Chosen path: OKC bomb victims chose unfamiliar, arduous street success life | news


Amy Downs, one of the last people dragged alive from the 1995 Oklahoma City bombing, is usually concerned around this time of year as the April 19th anniversary approaches.

The native Shreveporter regularly leaves her Oklahoma City home in April to escape the post-traumatic stressors of the deadliest terrorist attack in United States history. Your goal this year? Cycle Zydeco, which started on Wednesday and continues through Acadiana all weekend.

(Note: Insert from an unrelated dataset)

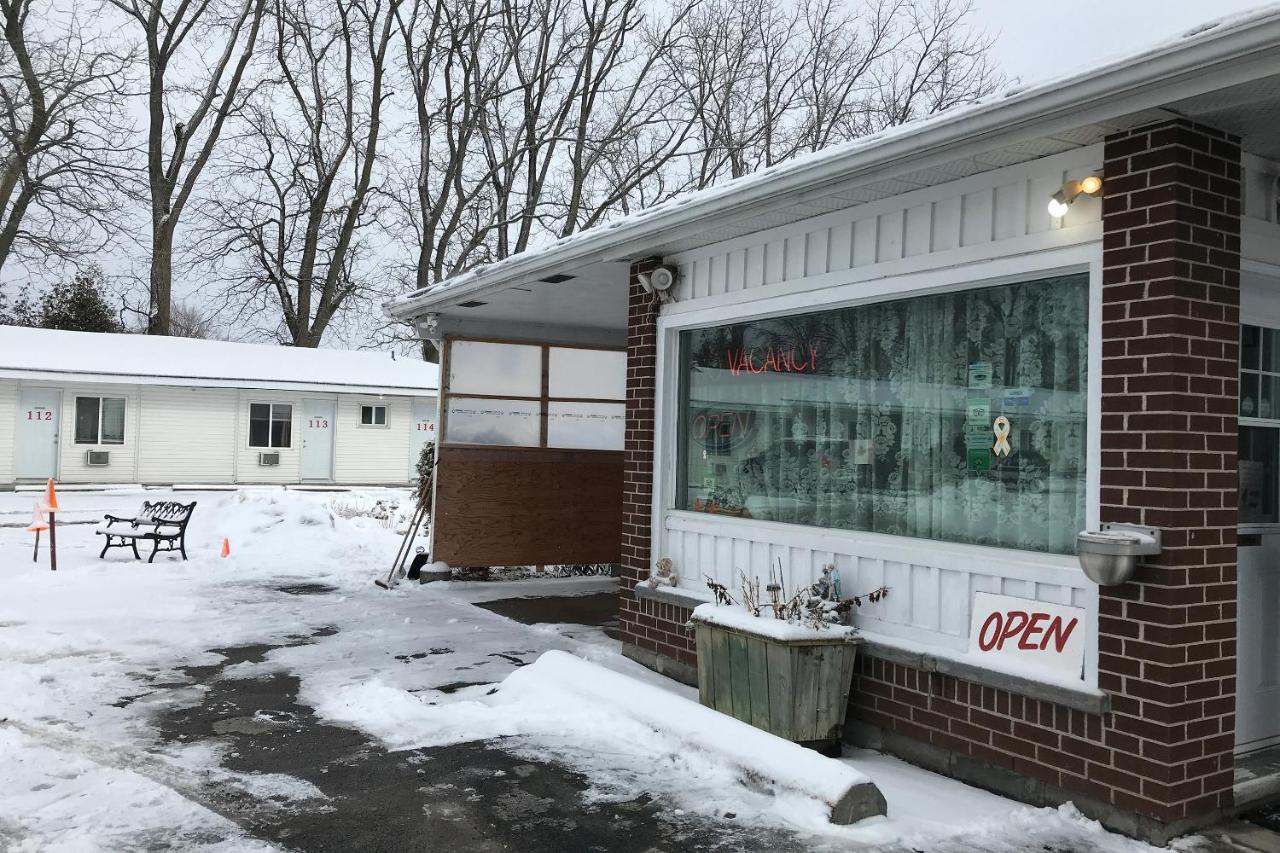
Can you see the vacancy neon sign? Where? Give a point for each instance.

“The season is difficult,” said Downs. “Whenever the weather turns spring-like, I get nervous, irritable, anxious. I don’t even feel like thinking about the bombing. It’s just one thing that happens, and it’s not just me. It happens to a lot of people . Now, 26 years later, I’m just trying to plan it. “

This isn’t the first time Downs, 54, has participated in Cycle Zydeco. She has traveled twice to attend the South Louisiana Festival on Wheels, which she thinks is her favorite bike race in the country.

“Zydeco isn’t even in the same stadium as every other tour I’ve done and I’ve done tons of it,” Downs said. “Everyone who’s done Zydeco will tell you the same thing. They take care of you. It’s like a party. It’s a great time. It’s about the music, the food and the fun. We adorn our helmets. It embodies, so to speak, “Life is” short. Live it out. ‘”

Downs lived a life different from the inspiring one she leads today when anti-government extremists used explosive-filled trucks to blow up the federal building where she worked.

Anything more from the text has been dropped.